The purpose of the Protection of Privacy Law, 5741-1981 (the "Law") is to prevent the infringement of another's privacy without their consent. Cameras are used for various purposes, among them, protecting property, preventing and revealing illegal acts, directing traffic, maintaining public order, and even supervising employees. The use of cameras and other surveillance tools can impinge on one's right to and expectation of privacy. For that reason, the Law distinguishes between the use of those methods in the public realm, where generally there is little or no expectation of privacy, versus in the private domain, where one would likely have an expectation of privacy. In light of this phenomenon, a question arises concerning the infringement of privacy due to the use of surveillance cameras in general, and in the workplace in particular, while weighing the employer's need or desire for security and monitoring of employees. The use of cameras and surveillance tools in the workplace challenges the Law's intention to protect the one's personal space, since they are capable of recording the employees' every move throughout the workday, and not solely the intended surveillance target. Therefore, the footage is suspected to include sensitive information that might result in the violation of the employee's right to privacy.

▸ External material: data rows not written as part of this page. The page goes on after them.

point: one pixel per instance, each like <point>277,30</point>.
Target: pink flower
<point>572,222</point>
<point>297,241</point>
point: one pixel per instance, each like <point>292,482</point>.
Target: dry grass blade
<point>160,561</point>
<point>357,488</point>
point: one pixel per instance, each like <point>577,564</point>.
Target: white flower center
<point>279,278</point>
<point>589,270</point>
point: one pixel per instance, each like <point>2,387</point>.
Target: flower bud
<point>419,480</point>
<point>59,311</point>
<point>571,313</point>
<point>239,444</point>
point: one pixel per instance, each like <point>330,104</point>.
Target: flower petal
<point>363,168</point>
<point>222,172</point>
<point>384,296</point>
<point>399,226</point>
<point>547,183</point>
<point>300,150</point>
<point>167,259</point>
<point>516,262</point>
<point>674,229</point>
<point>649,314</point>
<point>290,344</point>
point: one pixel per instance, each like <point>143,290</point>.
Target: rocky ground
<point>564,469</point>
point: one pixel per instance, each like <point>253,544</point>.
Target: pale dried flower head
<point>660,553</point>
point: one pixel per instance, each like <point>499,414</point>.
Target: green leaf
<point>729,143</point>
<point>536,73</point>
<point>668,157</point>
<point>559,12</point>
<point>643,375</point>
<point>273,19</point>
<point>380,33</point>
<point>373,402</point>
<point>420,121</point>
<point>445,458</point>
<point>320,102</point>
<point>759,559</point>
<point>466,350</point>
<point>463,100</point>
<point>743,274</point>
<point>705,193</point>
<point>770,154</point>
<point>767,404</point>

The Privacy Protection Authority, in the context of its evaluation and balancing of the various interests, recently published directives of the Database Registrar regarding the use of surveillance in the workplace and in the framework of an employment relationship in order to clarify the Registrar's stance on this matter.

The Isaacov matter1 stipulated various ground rules regarding the topic of the protection of privacy in the workplace, as to the use of surveillance and information technologies. The ground rules also apply to businesses that are required by the Police to install surveillance cameras as a precondition for receiving a business license:

1. The employee's right to privacy must also be protected in the workplace.

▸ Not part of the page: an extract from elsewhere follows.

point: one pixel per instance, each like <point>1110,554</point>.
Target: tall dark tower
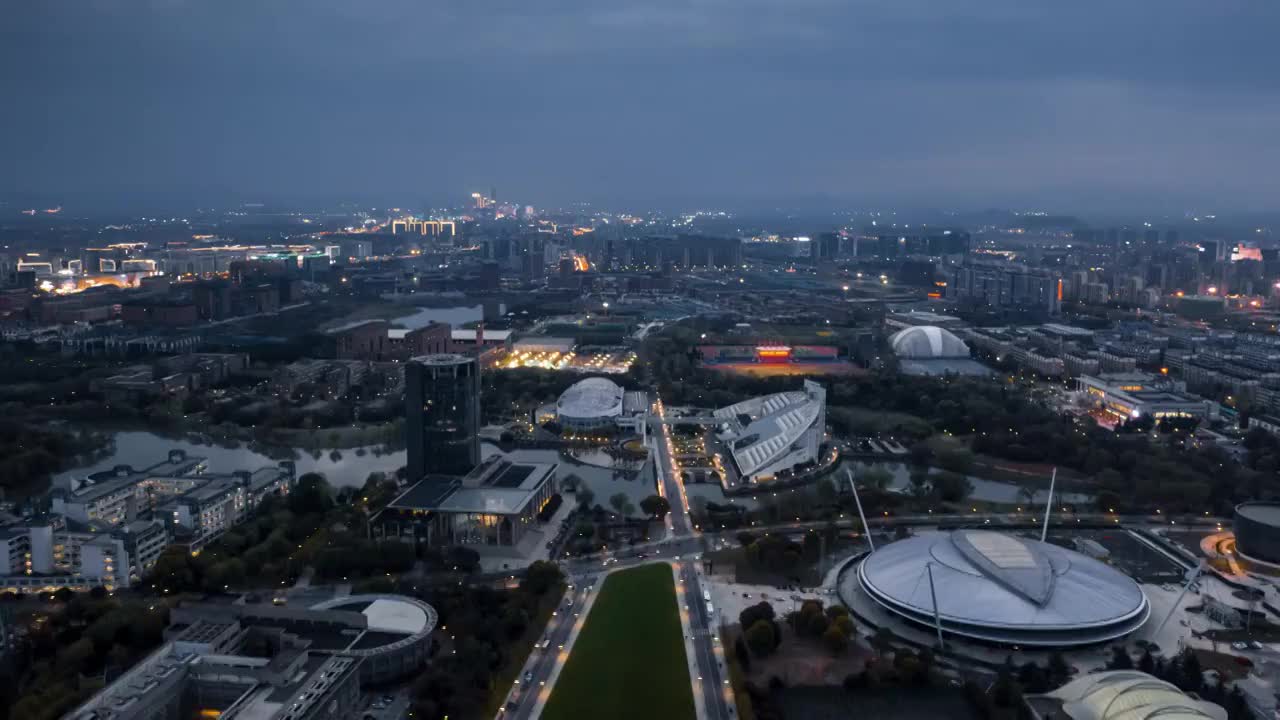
<point>442,415</point>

2. The employer is obligated to be transparent in informing employees of the explicit details of any enacted policy regarding the use of surveillance devices and the reasons that justify, in the employer's opinion, the use thereof. The employee must willingly consent to the conditions of the monitoring. It should be clarified that the employee does not have the right to veto the policy, but has the right to be aware of the details of the monitoring, is entitled to state his/her position on the matter and have his/her concerns taken into consideration to the best of the employer's ability, while taking into account the purpose of the surveillance but must actually consent to the monitoring (resignation or termination of employment due to refusal to consent would likely give rise to entitlement to severance pay if the employee is entitled).

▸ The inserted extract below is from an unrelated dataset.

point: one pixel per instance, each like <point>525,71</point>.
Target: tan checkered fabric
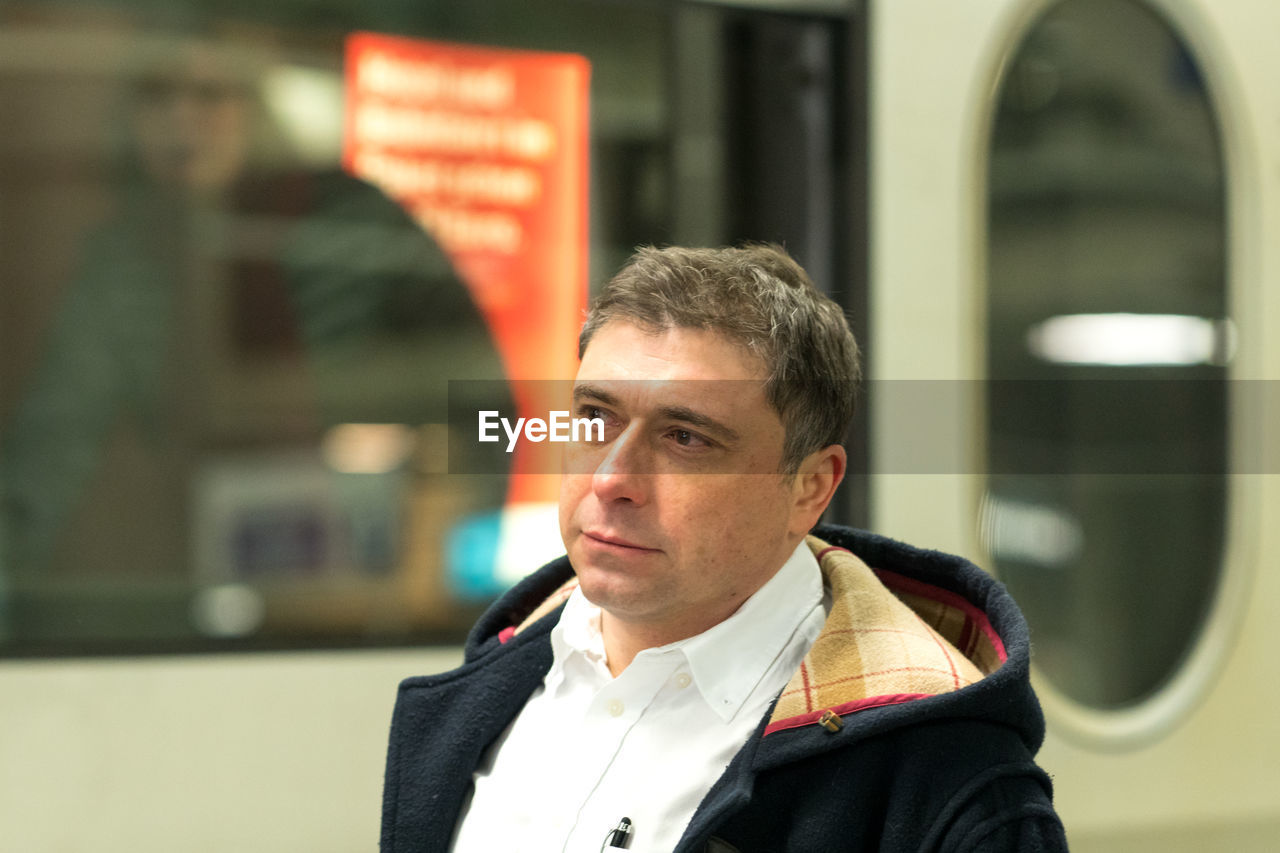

3. The employer must act in accordance with the principles of proportionality, reasonability, good faith and decency in the use of surveillance technologies in the workplace, and attempt to find alternative technologies that infringe less on the potential violation of the employees' privacy.

4. The employer's surveillance actions shall be constrained by the principle of legitimacy, which stipulates that the use of information will be restricted to specific purposes that are essential to the workplace and that are consistent with the employer's business plan, or that are derived from legislative provisions or the requirements of an official authority.

5. Excessive use of monitoring technologies, such as security cameras, which impinge upon the employees' right to privacy, may expose the employer to administrative and criminal sanctions. Furthermore, violation of the Law exposes the employer to civil lawsuits and may enable the employee to resign and be entitled to severance pay.

As mentioned above, the employee must consent to the policy that may infringe on his right to privacy. Nonetheless, the case law typically demonstrates that an employee's consent in any matter relating to his employment does not necessarily reflect his sincere agreement, since it is affected by the inherent hierarchy that exists in an employment relationship. Therefore, the employer must thoroughly examine the proportionality of the surveillance activities as well as his compliance with the principle of legitimacy. According to the Law, the employer must update the said policy every few years in order to adapt it to changes in the field and to refresh the employees' awareness of the policy's existence and content.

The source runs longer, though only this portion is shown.